Vier Menschen schlichen durch den Dschungel. Seit Stunden trotzten sie den Gefahren, die sie umgaben. Nun sahen sie ihr Ziel vor sich: einen stabilen Zaun, der ein sumpfiges Gelände umschloss. Jenseits des Zaunes breiteten sich Felder aus, auf denen Gefangene aus dem nahegelegenen Lager arbeiten mussten.

Macay war vor kurzem noch einer von ihnen gewesen. Nach seiner abenteuerlichen Flucht bis zum Herzen des Nebelkontinents kehrte er nun zurück. Diesmal, um die Gefangenen zu befreien.

Aber etwas stimmte hier nicht. Keine Schreie klangen über den Zaun, kein Peitschenknallen. Nicht einmal die Flüche, mit denen die Vorarbeiter jene bedachten, die nicht schnell genug arbeiteten.

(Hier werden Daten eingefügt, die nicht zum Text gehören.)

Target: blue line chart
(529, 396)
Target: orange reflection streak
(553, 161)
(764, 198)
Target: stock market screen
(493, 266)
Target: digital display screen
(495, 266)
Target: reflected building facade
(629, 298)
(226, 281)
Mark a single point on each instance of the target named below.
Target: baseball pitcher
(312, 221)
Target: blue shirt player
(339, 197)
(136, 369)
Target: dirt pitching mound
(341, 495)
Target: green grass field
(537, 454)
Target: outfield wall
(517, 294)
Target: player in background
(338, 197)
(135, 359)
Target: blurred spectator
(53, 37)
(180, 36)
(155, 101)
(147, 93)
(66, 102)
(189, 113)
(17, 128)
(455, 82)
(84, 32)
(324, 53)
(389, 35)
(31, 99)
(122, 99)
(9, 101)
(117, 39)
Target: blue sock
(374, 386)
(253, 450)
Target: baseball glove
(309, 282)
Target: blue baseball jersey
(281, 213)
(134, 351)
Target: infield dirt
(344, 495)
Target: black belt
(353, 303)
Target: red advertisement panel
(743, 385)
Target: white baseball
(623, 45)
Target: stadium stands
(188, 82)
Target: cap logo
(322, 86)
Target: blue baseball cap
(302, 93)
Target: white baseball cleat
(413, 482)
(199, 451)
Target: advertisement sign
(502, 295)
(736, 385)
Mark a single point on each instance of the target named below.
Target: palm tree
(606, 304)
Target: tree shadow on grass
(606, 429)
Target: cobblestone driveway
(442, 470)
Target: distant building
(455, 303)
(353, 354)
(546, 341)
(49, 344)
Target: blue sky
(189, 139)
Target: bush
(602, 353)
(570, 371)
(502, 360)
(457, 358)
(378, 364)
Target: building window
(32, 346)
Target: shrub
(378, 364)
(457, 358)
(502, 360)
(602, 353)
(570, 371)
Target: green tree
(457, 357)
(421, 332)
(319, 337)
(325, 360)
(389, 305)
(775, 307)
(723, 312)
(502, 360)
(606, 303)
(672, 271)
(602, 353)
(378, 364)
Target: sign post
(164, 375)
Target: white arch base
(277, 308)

Macay gab Eban seinen Bogen und den Köcher und kletterte auf einen Baum. Dabei vermied er jedes unnötige Geräusch und jede schnelle Bewegung. Vorsichtig setzte er sich auf einen dicken Ast und rutschte nach vorne, bis der Ast sich zu biegen anfing. Von hier aus hatte er einen guten Blick auf die Umgebung, konnte aber wegen des Blattwerks nicht entdeckt werden.

Er sah sich um. Es waren keine Arbeiter auf den Feldern. Während der Erntezeit war das ungewöhnlich. Auf den Wegen zwischen den Sumpffeldern lagen Hacken und Tragebeutel. Es war den Gefangenen bei Prügelstrafe verboten, ihr Werkzeug einfach liegenzulassen. Waren die Arbeiter geflohen?

Vermutlich nicht, denn Macay sah auch keine Wächter, die nach Geflohenen suchten. Auch das Bellen der Wolfshunde wäre zu hören gewesen, die man Ausreißern nachhetzte. Macay kannte das alles aus eigener Erfahrung.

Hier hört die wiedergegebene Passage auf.